Um exemplo de salário in natura é a cesta básica concedida pelo empregador ao empregado por força do contrato de trabalho. O benefício tem caráter salarial e integra a remuneração do empregado para todos os efeitos legais. 


Esse foi o entendimento da juíza da 4ª Vara do Trabalho de Belo Horizonte, que deu procedência a um trabalhador que pediu o reconhecimento da natureza salarial das cestas básicas fornecidas gratuitamente durante o contrato de trabalho, no valor médio de R$80,00.


Na versão da empresa, a parcela foi concedida em decorrência de disposição em normas coletivas pelo trabalho, e não para o trabalho. Por isso, sua natureza seria de caráter indenizatório e não geraria as repercussões pretendidas.
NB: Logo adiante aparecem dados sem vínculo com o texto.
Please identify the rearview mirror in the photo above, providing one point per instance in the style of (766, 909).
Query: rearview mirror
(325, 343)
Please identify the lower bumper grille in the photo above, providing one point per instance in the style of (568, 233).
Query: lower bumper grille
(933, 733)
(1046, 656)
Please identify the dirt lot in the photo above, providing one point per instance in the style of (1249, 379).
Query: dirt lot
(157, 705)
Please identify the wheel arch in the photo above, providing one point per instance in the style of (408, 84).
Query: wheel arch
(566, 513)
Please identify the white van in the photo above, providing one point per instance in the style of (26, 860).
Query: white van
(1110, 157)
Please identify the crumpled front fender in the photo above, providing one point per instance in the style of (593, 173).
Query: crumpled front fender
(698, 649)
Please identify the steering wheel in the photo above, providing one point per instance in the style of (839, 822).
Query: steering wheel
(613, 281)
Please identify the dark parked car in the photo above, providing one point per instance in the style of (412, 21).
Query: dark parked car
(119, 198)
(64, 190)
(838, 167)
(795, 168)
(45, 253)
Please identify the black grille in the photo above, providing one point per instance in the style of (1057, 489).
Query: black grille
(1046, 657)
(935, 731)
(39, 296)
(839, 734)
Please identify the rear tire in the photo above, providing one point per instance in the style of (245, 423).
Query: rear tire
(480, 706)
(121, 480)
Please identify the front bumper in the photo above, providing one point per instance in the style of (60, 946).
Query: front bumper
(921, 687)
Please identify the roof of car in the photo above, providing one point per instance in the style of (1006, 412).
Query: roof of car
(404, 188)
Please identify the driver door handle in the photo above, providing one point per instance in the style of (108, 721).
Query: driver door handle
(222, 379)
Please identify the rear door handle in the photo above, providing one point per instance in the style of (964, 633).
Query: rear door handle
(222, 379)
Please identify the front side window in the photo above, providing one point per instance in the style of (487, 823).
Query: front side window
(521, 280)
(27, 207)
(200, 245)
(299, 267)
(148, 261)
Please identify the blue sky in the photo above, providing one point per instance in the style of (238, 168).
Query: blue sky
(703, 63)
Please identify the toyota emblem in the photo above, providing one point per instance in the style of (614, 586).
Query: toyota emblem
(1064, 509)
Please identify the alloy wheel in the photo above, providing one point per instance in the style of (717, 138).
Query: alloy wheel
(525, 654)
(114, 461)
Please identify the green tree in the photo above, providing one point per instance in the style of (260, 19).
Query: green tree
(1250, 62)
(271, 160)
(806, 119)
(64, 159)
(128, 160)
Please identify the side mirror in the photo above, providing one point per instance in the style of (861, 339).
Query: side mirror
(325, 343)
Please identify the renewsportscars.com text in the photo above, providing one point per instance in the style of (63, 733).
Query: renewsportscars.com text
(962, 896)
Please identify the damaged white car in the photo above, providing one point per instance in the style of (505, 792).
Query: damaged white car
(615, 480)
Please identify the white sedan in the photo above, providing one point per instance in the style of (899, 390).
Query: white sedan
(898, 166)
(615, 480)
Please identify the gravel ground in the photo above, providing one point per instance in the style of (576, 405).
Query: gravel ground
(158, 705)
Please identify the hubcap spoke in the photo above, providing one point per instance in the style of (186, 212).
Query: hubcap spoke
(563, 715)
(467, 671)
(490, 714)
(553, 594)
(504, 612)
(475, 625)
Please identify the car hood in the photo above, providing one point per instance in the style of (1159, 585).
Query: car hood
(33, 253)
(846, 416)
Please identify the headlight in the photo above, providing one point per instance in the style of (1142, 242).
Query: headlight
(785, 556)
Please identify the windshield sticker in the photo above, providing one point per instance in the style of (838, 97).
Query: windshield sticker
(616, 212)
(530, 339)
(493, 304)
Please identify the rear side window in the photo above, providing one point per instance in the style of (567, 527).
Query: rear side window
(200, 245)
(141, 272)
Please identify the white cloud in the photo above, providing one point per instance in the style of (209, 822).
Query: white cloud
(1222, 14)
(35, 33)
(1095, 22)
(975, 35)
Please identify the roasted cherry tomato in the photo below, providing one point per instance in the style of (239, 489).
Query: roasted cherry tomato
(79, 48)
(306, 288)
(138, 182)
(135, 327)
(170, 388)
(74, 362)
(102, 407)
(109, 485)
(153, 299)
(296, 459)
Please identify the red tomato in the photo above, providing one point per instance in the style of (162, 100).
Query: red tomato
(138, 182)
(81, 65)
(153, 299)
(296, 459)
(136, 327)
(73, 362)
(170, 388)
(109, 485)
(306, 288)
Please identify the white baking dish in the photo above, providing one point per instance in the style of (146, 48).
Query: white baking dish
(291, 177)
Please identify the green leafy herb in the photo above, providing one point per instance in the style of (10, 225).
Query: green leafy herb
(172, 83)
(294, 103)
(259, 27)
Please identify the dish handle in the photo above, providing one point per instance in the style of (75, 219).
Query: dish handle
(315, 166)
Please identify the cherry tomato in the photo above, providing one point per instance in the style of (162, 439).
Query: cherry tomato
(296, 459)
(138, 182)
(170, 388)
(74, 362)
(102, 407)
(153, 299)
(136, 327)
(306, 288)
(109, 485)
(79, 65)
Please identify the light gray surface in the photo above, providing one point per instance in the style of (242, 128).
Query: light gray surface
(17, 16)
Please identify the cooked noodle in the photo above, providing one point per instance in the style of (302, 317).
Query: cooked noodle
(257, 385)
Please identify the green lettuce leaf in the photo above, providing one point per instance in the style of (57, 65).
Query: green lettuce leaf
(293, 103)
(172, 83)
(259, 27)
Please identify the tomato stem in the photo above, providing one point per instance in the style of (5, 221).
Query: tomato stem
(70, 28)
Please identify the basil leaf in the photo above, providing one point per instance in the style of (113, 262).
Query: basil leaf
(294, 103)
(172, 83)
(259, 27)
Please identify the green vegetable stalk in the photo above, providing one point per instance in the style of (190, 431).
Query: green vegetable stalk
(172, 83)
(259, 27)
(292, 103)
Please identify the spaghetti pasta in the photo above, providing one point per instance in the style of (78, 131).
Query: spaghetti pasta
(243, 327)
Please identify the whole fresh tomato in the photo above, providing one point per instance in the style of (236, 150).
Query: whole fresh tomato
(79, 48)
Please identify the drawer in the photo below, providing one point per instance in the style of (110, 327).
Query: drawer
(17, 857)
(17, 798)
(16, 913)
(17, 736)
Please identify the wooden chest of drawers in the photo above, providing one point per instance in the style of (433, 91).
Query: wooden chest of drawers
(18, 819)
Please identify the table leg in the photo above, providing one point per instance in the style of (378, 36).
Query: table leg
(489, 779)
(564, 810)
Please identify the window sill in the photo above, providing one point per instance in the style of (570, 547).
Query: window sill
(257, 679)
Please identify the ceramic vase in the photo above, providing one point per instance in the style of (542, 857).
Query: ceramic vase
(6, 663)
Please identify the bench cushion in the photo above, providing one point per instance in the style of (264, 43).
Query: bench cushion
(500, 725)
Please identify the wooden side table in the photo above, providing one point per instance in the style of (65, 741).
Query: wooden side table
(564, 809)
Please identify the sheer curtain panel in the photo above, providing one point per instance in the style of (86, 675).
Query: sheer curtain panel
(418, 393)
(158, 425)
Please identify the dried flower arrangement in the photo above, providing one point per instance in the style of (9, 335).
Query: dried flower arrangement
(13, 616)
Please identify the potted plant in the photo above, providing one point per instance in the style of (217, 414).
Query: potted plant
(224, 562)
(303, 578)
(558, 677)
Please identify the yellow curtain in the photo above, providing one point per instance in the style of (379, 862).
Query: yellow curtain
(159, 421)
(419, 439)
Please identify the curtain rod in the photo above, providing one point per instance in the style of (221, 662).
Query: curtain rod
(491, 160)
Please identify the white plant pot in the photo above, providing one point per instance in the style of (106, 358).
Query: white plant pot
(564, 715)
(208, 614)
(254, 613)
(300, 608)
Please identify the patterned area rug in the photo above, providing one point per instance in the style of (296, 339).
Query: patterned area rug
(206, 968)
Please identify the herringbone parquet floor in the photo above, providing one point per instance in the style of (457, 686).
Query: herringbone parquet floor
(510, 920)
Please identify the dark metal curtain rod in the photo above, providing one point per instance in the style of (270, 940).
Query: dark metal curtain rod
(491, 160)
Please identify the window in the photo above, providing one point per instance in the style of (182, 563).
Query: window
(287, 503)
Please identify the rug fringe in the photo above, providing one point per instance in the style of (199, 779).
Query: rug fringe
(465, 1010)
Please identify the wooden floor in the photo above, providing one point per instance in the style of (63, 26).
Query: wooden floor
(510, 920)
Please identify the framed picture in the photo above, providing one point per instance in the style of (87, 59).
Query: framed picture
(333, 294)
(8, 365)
Mas, ao contrário do que foi defendido pela empregadora, a julgadora verificou que a alegada concessão do benefício em observância ao que está previsto na CLT, por ocasião da admissão do trabalhador não ficou demonstrada e também não houve prova da inscrição da empresa no Programa de Alimentação do Trabalhador – PAT. Portanto, a empresa não comprovou nenhum fato que levasse à caracterização da natureza indenizatória da utilidade oferecida. Diante disso, a magistrada concluiu que a cesta básica foi concedida para custear a alimentação pelo trabalho, presunção não afastada por prova em contrário.


Assim, entendendo pela natureza salarial da parcela, a juíza concedeu as incidências reflexas do valor mensal de R$80,00 no aviso prévio, 13ºs salários, férias com 1/3 e FGTS com 40%. A empresa recorreu da decisão, que ficou mantida pelo TRT/MG.